Vale destacar que a palavra "assassino" vem do árabe "hashishiyn", a designação de uma seita ismaelita xiita da Síria do século 12, cujos integrantes fumavam haxixe (daí o nome "hashishiyn") e depois, em meio a visões do paraíso, matavam seus inimigos com notável habilidade.
O fato é que há na Europa, como a Folha mostrou no último domingo, uma tendência liberalizante nas políticas antidrogas, liderada pela Holanda e pela Suíça. O fracasso da abordagem repressiva é eloquente. Nos EUA, o país que mais enfatiza essa estratégia, dos 2 milhões de encarcerados no sistema penal, 23% foram condenados por crimes relacionados a drogas, a metade por posse. Os bilhões de dólares gastos anualmente não se traduzem em diminuição do consumo, que só faz aumentar.

Descriminar as drogas não é um plano de perigosos comunistas para solapar as bases da família e da propriedade. A idéia é defendida, entre outros, por economistas da Escola de Chicago, espécie de meca do ultraliberalismo.

Na análise destes solertes cientistas, existe uma espécie de imposto associado ao ilícito. Sendo as drogas ilegais, pode-se cobrar mais por elas. Daí o imenso poder financeiro dos traficantes e toda a violência e corrupção que lhes podem ser imputadas. Na legalidade, os entorpecentes poderiam representar um item de despesa a menos e uma fonte a mais de recursos para o Estado, eventualmente até para combater a epidemia mais adequadamente.

Essas teses são muito sedutoras, mas, se me fosse dado o poder de decidir sobre a descriminação, pensaria 327 vezes antes de adotá-la.
Para ter uma idéia do problema que se poderia estar criando, vale a pena dar uma olhada em algumas estatísticas. Uso as americanas que são mais confiáveis. Lá, cerca de 90% da população consome álcool; de 10% a 20% dos homens e de 3% a 10% das mulheres desenvolvem problemas crônicos relacionados ao abuso dessa substância. A cocaína é utilizada com frequência mensal por apenas 0,6% dos norte-americanos (dado de 1993). Não é preciso ser nenhum Einstein para concluir que uma eventual liberação aumentaria a quantidade de usuários e, consequentemente, a de pessoas que desenvolvem dependência. E há uma diferença significativa entre um problema que atinge menos de 1% da população e outro que pode afetar 20%. O indivíduo saber que a droga faz mal à saúde é uma barreira frágil, como se vê no caso dos fumantes (20% dos brasileiros, segundo o IBGE, entre os quais modestamente me incluo).

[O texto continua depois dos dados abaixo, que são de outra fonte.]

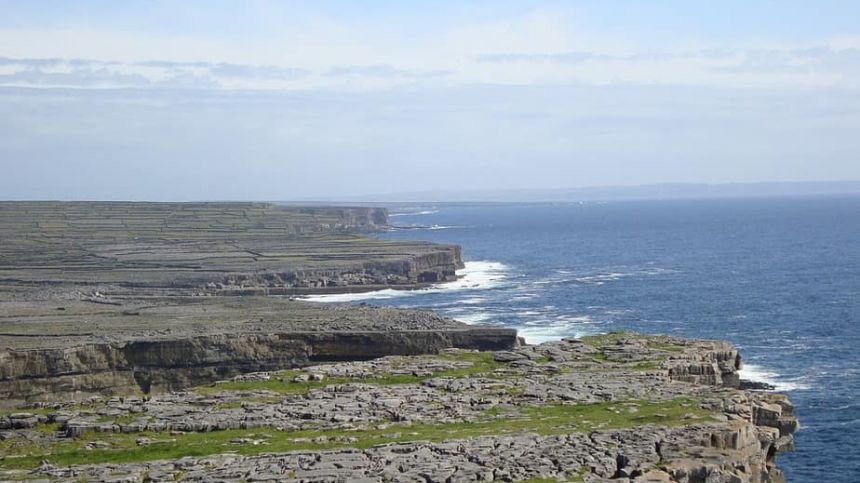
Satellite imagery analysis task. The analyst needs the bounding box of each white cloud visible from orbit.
[0,8,858,91]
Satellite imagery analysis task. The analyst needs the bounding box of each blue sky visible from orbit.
[1,1,858,200]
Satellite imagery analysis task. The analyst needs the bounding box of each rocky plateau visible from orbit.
[0,202,798,481]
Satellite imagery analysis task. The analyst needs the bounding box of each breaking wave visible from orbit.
[301,260,509,303]
[738,364,811,391]
[518,315,601,344]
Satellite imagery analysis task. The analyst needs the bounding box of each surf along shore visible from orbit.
[0,202,797,482]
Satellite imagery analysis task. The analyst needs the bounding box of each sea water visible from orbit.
[308,196,860,481]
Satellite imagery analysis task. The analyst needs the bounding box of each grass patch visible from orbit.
[590,352,609,363]
[628,360,663,371]
[195,351,505,395]
[33,422,63,434]
[519,474,585,483]
[0,398,709,471]
[196,373,354,395]
[581,332,686,353]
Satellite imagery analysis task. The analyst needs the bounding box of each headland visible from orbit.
[0,201,797,482]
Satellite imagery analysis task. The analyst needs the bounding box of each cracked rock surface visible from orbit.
[0,333,797,482]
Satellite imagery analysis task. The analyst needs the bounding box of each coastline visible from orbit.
[0,201,799,481]
[1,332,798,482]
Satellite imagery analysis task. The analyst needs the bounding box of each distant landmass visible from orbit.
[312,181,860,203]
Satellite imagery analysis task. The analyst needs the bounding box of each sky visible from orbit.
[1,0,859,201]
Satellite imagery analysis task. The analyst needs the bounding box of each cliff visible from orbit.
[0,333,797,482]
[0,298,516,407]
[0,202,799,481]
[0,201,462,294]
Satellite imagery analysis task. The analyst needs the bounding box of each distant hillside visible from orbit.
[320,181,860,203]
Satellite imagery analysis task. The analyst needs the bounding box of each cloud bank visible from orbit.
[0,2,858,200]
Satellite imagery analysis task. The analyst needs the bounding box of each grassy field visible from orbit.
[0,398,711,470]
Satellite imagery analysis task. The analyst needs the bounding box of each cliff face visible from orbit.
[214,245,465,293]
[1,333,797,483]
[0,327,518,407]
[0,201,462,294]
[289,206,389,231]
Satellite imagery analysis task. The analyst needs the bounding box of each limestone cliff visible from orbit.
[0,333,797,483]
[0,201,463,294]
[0,327,517,407]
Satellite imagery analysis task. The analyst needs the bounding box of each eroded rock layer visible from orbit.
[0,202,511,405]
[0,333,796,482]
[0,201,463,294]
[0,298,516,406]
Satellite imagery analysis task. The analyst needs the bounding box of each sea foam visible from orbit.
[301,260,509,303]
[518,315,599,344]
[738,364,810,391]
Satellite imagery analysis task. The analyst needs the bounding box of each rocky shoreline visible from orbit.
[0,202,463,296]
[0,298,517,407]
[1,333,796,482]
[0,202,798,481]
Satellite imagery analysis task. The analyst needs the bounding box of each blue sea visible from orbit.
[308,196,860,481]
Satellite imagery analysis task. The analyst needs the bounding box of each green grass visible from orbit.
[580,332,686,353]
[519,475,584,483]
[195,371,355,395]
[581,332,685,369]
[195,351,505,395]
[33,422,62,434]
[590,352,609,363]
[0,398,710,471]
[629,360,664,371]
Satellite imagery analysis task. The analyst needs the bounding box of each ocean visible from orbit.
[306,196,860,481]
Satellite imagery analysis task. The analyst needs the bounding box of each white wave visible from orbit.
[520,326,597,345]
[554,315,601,324]
[738,364,811,391]
[459,296,487,305]
[436,261,509,291]
[301,288,410,303]
[530,267,677,287]
[442,307,467,313]
[389,224,463,231]
[454,312,493,324]
[301,260,509,303]
[516,310,541,316]
[575,272,630,285]
[518,315,599,344]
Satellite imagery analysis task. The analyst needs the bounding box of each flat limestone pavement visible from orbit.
[0,202,798,481]
[0,333,797,482]
[0,202,515,404]
[0,201,463,293]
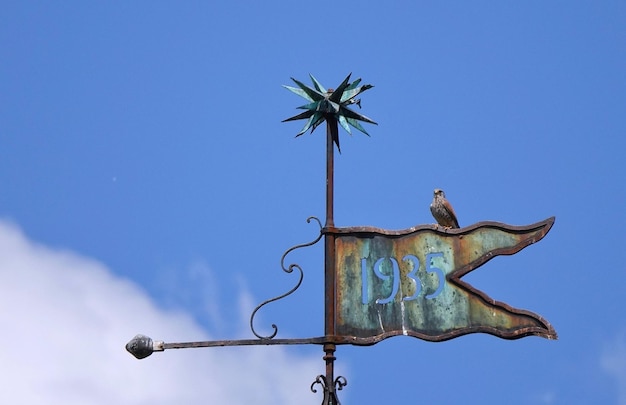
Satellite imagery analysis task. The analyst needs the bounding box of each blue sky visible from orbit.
[1,2,625,404]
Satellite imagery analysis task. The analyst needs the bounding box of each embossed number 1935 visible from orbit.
[361,252,445,305]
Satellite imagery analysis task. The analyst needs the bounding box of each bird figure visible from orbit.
[430,189,460,229]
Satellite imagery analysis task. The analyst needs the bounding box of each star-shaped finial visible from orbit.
[282,73,377,152]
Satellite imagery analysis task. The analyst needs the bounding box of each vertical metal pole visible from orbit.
[324,120,336,335]
[325,119,335,229]
[324,119,337,404]
[323,343,337,405]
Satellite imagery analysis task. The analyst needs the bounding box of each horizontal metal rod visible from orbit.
[161,337,329,350]
[126,334,367,359]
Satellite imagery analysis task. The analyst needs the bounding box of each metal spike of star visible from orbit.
[282,73,377,152]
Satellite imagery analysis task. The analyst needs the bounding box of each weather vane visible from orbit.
[126,73,556,405]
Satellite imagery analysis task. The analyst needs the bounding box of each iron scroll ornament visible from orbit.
[311,375,348,405]
[249,216,323,339]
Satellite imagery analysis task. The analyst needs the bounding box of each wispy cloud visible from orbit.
[152,259,227,331]
[531,390,557,405]
[601,331,626,405]
[0,220,321,404]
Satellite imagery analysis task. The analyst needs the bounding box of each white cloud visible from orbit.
[0,220,321,404]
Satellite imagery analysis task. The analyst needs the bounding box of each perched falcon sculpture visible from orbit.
[430,189,460,229]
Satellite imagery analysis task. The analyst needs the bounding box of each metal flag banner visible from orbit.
[328,217,557,343]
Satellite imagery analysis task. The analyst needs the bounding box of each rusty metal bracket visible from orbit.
[126,217,326,360]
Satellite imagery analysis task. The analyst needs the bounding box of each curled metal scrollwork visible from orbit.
[311,375,347,405]
[334,376,348,391]
[310,375,327,394]
[249,216,323,339]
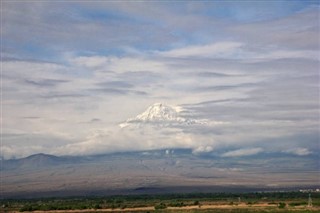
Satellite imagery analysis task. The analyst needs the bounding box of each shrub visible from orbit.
[169,201,185,207]
[289,201,307,207]
[94,204,101,209]
[278,202,286,208]
[154,202,167,210]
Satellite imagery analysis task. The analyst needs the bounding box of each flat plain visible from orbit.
[1,191,319,213]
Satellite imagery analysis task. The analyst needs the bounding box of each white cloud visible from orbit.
[71,56,109,69]
[70,56,166,73]
[3,61,68,80]
[159,42,243,58]
[51,127,197,156]
[247,49,320,62]
[192,145,214,154]
[229,8,320,50]
[221,148,263,157]
[284,147,312,156]
[157,41,319,61]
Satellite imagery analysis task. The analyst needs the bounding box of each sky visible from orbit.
[1,1,319,160]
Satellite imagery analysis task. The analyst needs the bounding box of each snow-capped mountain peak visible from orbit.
[136,103,183,121]
[119,103,186,128]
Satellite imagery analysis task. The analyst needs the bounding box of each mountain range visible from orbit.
[1,149,318,198]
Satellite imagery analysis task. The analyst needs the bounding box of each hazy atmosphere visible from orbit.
[1,1,319,196]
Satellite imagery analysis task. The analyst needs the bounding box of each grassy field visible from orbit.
[1,191,319,212]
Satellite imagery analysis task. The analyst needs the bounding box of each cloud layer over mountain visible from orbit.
[1,1,319,162]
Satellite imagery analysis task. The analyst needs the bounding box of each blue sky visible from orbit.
[1,1,319,160]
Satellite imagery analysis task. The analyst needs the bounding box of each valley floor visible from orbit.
[5,203,320,213]
[2,191,319,213]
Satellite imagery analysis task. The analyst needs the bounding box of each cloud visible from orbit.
[158,41,319,61]
[284,147,312,156]
[221,148,263,157]
[3,60,69,80]
[192,145,214,154]
[229,7,320,50]
[2,46,319,159]
[3,51,318,159]
[197,72,240,78]
[1,2,319,163]
[96,81,134,88]
[24,79,70,88]
[71,56,167,73]
[251,50,319,61]
[89,118,102,123]
[91,88,137,95]
[193,83,259,92]
[51,127,197,156]
[3,1,319,63]
[92,80,148,96]
[159,42,243,58]
[39,93,87,99]
[70,56,110,69]
[1,132,75,159]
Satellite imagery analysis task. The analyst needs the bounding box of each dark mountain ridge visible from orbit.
[1,149,318,199]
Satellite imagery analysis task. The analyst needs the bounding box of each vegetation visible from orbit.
[278,202,286,208]
[289,201,307,206]
[194,200,200,205]
[154,202,167,209]
[0,191,319,212]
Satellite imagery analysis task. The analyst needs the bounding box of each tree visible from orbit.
[278,202,286,209]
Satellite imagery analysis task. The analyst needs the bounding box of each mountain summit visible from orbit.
[135,103,184,122]
[119,103,187,128]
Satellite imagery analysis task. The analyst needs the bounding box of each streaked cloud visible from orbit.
[283,147,312,156]
[221,148,263,157]
[158,42,243,58]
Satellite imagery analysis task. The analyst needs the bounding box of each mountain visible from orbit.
[0,149,319,198]
[1,150,318,198]
[1,153,80,171]
[119,103,200,128]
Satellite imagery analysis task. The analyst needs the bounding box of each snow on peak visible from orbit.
[119,103,188,128]
[136,103,184,122]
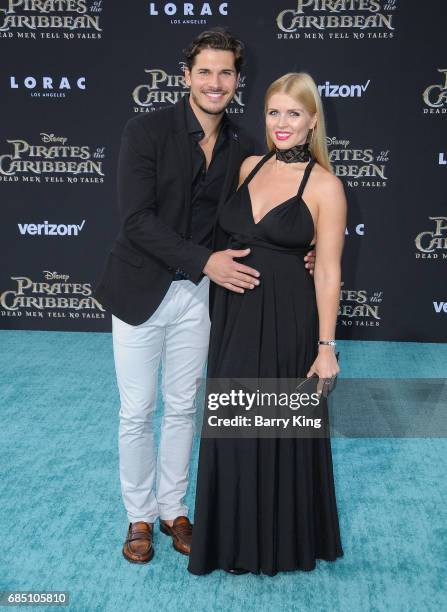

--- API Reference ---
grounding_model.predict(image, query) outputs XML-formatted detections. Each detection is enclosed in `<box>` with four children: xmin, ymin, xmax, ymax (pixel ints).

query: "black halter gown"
<box><xmin>188</xmin><ymin>150</ymin><xmax>344</xmax><ymax>576</ymax></box>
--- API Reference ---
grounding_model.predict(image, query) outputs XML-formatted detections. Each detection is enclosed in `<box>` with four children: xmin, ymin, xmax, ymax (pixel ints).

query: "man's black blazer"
<box><xmin>95</xmin><ymin>96</ymin><xmax>255</xmax><ymax>326</ymax></box>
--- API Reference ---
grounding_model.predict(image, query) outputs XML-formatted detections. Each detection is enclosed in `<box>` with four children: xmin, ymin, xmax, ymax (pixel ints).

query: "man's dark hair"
<box><xmin>183</xmin><ymin>27</ymin><xmax>245</xmax><ymax>74</ymax></box>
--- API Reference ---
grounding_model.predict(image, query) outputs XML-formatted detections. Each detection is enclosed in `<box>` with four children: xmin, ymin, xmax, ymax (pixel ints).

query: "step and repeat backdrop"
<box><xmin>1</xmin><ymin>1</ymin><xmax>446</xmax><ymax>341</ymax></box>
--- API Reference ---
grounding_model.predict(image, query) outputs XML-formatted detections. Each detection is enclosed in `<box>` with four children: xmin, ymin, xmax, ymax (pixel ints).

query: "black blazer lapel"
<box><xmin>173</xmin><ymin>97</ymin><xmax>192</xmax><ymax>235</ymax></box>
<box><xmin>217</xmin><ymin>128</ymin><xmax>241</xmax><ymax>216</ymax></box>
<box><xmin>211</xmin><ymin>130</ymin><xmax>241</xmax><ymax>250</ymax></box>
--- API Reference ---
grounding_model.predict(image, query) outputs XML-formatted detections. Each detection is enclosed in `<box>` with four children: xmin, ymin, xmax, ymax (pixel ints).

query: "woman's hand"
<box><xmin>306</xmin><ymin>347</ymin><xmax>340</xmax><ymax>396</ymax></box>
<box><xmin>306</xmin><ymin>346</ymin><xmax>340</xmax><ymax>380</ymax></box>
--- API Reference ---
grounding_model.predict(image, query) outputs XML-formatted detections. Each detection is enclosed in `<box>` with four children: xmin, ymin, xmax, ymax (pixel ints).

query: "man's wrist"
<box><xmin>202</xmin><ymin>251</ymin><xmax>214</xmax><ymax>275</ymax></box>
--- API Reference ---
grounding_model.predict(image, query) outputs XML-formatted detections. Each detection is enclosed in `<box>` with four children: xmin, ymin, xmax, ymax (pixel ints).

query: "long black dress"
<box><xmin>188</xmin><ymin>151</ymin><xmax>343</xmax><ymax>576</ymax></box>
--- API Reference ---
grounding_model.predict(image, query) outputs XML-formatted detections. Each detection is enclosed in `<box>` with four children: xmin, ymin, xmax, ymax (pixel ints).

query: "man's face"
<box><xmin>184</xmin><ymin>48</ymin><xmax>239</xmax><ymax>116</ymax></box>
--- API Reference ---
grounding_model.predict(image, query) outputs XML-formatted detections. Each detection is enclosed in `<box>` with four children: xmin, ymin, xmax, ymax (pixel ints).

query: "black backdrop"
<box><xmin>1</xmin><ymin>0</ymin><xmax>446</xmax><ymax>341</ymax></box>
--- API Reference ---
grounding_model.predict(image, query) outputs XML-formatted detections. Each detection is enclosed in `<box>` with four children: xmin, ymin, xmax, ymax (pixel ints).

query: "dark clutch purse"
<box><xmin>295</xmin><ymin>352</ymin><xmax>340</xmax><ymax>398</ymax></box>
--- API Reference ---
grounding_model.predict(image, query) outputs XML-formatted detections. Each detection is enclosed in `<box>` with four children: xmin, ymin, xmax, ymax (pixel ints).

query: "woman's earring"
<box><xmin>308</xmin><ymin>127</ymin><xmax>315</xmax><ymax>148</ymax></box>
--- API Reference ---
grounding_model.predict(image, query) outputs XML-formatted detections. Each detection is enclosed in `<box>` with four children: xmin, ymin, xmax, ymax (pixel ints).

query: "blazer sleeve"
<box><xmin>118</xmin><ymin>117</ymin><xmax>212</xmax><ymax>283</ymax></box>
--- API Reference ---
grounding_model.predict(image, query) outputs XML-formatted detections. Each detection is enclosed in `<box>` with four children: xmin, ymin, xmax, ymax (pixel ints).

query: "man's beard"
<box><xmin>190</xmin><ymin>90</ymin><xmax>232</xmax><ymax>116</ymax></box>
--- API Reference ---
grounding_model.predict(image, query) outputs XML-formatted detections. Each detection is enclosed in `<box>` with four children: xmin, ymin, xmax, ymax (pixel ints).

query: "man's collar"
<box><xmin>184</xmin><ymin>95</ymin><xmax>231</xmax><ymax>139</ymax></box>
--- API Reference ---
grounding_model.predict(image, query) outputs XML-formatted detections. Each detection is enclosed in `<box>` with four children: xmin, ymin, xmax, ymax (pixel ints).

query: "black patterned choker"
<box><xmin>275</xmin><ymin>142</ymin><xmax>311</xmax><ymax>163</ymax></box>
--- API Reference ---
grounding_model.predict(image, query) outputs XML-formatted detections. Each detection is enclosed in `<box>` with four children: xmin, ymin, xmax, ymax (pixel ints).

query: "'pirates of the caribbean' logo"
<box><xmin>415</xmin><ymin>217</ymin><xmax>447</xmax><ymax>257</ymax></box>
<box><xmin>423</xmin><ymin>69</ymin><xmax>447</xmax><ymax>113</ymax></box>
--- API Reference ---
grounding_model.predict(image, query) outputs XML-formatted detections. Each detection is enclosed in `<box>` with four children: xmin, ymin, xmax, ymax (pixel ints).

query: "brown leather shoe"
<box><xmin>159</xmin><ymin>516</ymin><xmax>192</xmax><ymax>555</ymax></box>
<box><xmin>122</xmin><ymin>521</ymin><xmax>154</xmax><ymax>564</ymax></box>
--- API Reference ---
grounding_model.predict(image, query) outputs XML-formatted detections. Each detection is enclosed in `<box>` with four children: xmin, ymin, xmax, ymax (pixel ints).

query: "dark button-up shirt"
<box><xmin>186</xmin><ymin>96</ymin><xmax>230</xmax><ymax>247</ymax></box>
<box><xmin>174</xmin><ymin>96</ymin><xmax>231</xmax><ymax>280</ymax></box>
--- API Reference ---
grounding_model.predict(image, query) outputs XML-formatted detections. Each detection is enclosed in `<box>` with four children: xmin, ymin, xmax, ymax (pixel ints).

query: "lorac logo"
<box><xmin>0</xmin><ymin>0</ymin><xmax>103</xmax><ymax>40</ymax></box>
<box><xmin>132</xmin><ymin>63</ymin><xmax>246</xmax><ymax>114</ymax></box>
<box><xmin>276</xmin><ymin>0</ymin><xmax>397</xmax><ymax>40</ymax></box>
<box><xmin>423</xmin><ymin>69</ymin><xmax>447</xmax><ymax>115</ymax></box>
<box><xmin>345</xmin><ymin>223</ymin><xmax>365</xmax><ymax>236</ymax></box>
<box><xmin>415</xmin><ymin>217</ymin><xmax>447</xmax><ymax>259</ymax></box>
<box><xmin>148</xmin><ymin>2</ymin><xmax>228</xmax><ymax>24</ymax></box>
<box><xmin>9</xmin><ymin>74</ymin><xmax>87</xmax><ymax>98</ymax></box>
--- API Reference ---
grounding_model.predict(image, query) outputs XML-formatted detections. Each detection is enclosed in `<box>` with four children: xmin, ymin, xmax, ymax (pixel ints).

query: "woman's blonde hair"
<box><xmin>264</xmin><ymin>72</ymin><xmax>332</xmax><ymax>173</ymax></box>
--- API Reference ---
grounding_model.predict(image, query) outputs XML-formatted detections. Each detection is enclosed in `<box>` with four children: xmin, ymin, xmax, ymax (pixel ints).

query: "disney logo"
<box><xmin>327</xmin><ymin>137</ymin><xmax>350</xmax><ymax>148</ymax></box>
<box><xmin>40</xmin><ymin>133</ymin><xmax>68</xmax><ymax>145</ymax></box>
<box><xmin>43</xmin><ymin>271</ymin><xmax>70</xmax><ymax>281</ymax></box>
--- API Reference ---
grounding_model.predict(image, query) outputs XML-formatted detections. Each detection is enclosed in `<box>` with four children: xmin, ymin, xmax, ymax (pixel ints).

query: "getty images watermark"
<box><xmin>201</xmin><ymin>378</ymin><xmax>330</xmax><ymax>439</ymax></box>
<box><xmin>196</xmin><ymin>378</ymin><xmax>447</xmax><ymax>439</ymax></box>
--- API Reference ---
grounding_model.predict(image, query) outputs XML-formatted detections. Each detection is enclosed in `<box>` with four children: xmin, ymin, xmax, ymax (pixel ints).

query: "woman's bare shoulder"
<box><xmin>239</xmin><ymin>155</ymin><xmax>263</xmax><ymax>180</ymax></box>
<box><xmin>311</xmin><ymin>162</ymin><xmax>345</xmax><ymax>195</ymax></box>
<box><xmin>237</xmin><ymin>155</ymin><xmax>264</xmax><ymax>188</ymax></box>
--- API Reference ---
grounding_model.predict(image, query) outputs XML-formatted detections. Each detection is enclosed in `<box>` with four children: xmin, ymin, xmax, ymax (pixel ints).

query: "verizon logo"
<box><xmin>18</xmin><ymin>220</ymin><xmax>86</xmax><ymax>236</ymax></box>
<box><xmin>433</xmin><ymin>301</ymin><xmax>447</xmax><ymax>313</ymax></box>
<box><xmin>318</xmin><ymin>80</ymin><xmax>371</xmax><ymax>98</ymax></box>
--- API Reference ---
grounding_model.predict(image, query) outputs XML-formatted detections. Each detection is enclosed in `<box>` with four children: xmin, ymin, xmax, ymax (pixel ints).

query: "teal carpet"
<box><xmin>0</xmin><ymin>331</ymin><xmax>446</xmax><ymax>612</ymax></box>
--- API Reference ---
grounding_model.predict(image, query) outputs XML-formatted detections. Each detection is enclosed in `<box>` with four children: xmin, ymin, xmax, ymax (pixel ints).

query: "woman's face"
<box><xmin>266</xmin><ymin>92</ymin><xmax>316</xmax><ymax>149</ymax></box>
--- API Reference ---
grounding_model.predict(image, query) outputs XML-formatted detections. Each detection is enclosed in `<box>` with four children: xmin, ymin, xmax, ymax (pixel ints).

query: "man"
<box><xmin>95</xmin><ymin>28</ymin><xmax>315</xmax><ymax>564</ymax></box>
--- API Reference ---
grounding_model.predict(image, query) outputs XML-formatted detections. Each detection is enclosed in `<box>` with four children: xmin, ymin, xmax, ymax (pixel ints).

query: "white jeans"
<box><xmin>112</xmin><ymin>276</ymin><xmax>211</xmax><ymax>523</ymax></box>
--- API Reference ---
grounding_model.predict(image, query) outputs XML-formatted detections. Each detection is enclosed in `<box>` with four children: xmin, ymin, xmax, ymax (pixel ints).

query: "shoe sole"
<box><xmin>122</xmin><ymin>545</ymin><xmax>154</xmax><ymax>564</ymax></box>
<box><xmin>159</xmin><ymin>522</ymin><xmax>190</xmax><ymax>556</ymax></box>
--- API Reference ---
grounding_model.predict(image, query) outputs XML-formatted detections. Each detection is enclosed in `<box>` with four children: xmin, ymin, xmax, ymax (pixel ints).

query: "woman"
<box><xmin>188</xmin><ymin>72</ymin><xmax>346</xmax><ymax>576</ymax></box>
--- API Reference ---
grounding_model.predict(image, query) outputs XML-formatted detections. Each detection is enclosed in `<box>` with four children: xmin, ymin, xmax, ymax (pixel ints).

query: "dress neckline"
<box><xmin>246</xmin><ymin>185</ymin><xmax>296</xmax><ymax>226</ymax></box>
<box><xmin>244</xmin><ymin>151</ymin><xmax>316</xmax><ymax>227</ymax></box>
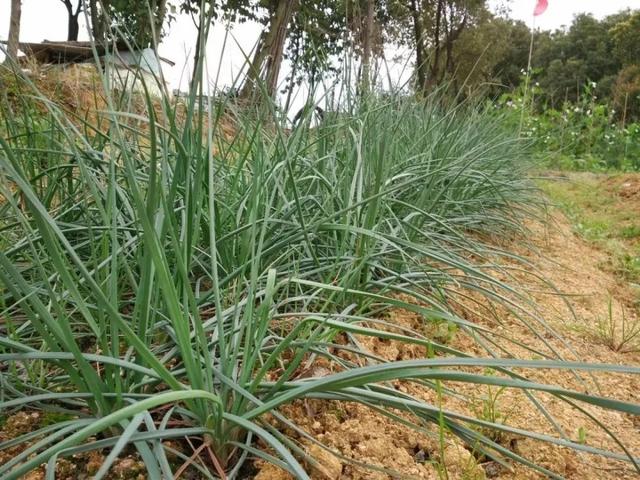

Não pretendo, com esses números, sugerir que a estratégia liberalizante européia está errada. Acho até que está certa. Do ponto de vista exclusivo da saúde pública, liberar as drogas provavelmente é uma "defaecatio maxima" ("baita cagada", numa tradução livre). Mas, diferentemente do que impõe a mentalidade higienista hodierna, há aqui uma questão filosófica que não é menos importante: é função do Estado impedir que cidadãos no pleno gozo de suas capacidades jurídicas e mentais façam mal a si mesmos? Sinceramente, acho que não.